DOI: 10.15766/mep_2374-8265.11283
Abstrakt: Introduction: Recognizing a patient requiring urgent or emergent care and initiating evaluation and management must include elements that support teams working and thinking together. Although team communication strategies exist, a standardized approach for communicating about patients with urgent or emergent conditions is lacking. This simulation was designed to provide first-semester medical students with the opportunity to deliberately practice the foundational teamwork skills required to think as a team while caring for a patient with critical hypoglycemia.
Methods: Students were introduced to a team huddle that was structured using ISBARR (identify, situation, background, assessment, recommend, recap) to assist in synthesizing gathered information and arriving at a diagnosis and associated care plan. Students practiced in small groups with faculty coaches and then applied the skills learned to two cases of a patient with critical hypoglycemia followed by debriefing.

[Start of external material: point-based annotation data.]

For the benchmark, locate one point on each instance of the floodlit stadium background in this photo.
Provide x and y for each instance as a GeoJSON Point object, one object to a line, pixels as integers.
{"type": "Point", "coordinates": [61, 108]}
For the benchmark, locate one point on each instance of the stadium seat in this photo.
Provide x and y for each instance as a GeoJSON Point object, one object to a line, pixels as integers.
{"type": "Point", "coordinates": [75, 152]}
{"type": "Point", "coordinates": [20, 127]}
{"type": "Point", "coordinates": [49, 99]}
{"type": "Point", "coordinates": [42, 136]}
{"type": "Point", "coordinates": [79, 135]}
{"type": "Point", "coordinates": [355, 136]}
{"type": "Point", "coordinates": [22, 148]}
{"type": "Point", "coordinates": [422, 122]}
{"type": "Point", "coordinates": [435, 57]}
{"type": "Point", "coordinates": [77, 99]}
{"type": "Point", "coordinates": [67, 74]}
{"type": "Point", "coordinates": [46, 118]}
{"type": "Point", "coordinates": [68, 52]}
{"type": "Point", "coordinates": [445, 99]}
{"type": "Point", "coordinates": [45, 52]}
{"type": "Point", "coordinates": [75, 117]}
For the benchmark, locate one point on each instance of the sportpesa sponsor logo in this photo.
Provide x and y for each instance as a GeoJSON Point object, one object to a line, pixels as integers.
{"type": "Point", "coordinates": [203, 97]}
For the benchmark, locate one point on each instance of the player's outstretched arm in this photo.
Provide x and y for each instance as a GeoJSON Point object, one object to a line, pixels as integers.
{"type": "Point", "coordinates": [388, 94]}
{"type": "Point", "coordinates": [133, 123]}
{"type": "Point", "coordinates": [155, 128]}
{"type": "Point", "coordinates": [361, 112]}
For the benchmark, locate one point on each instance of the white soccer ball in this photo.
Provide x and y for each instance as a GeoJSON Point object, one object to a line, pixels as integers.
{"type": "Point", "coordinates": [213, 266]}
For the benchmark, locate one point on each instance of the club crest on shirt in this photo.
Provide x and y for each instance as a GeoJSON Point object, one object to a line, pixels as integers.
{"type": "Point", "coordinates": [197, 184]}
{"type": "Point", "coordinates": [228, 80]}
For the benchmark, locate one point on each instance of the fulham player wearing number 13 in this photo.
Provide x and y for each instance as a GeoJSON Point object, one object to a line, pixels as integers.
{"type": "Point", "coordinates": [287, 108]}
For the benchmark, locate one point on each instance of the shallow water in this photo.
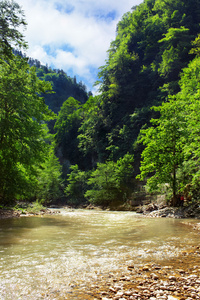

Results: Two hundred eight first-semester medical students participated in the simulation course across three campuses. We surveyed a single campus subset of 172 students. One hundred thirty-three students completed a postevent survey. The majority felt that the difficulty of the simulation was appropriate for their educational level (94%) and that the training would be applicable to real-life clinical events (76%) and would improve the quality and safety of care (100%). Survey comments highlighted teamwork and the use of the ISBARR huddle communication tool.
Discussion: The course provided first-semester medical students with standardized practice of a team-based approach using huddle communication to advance patient care.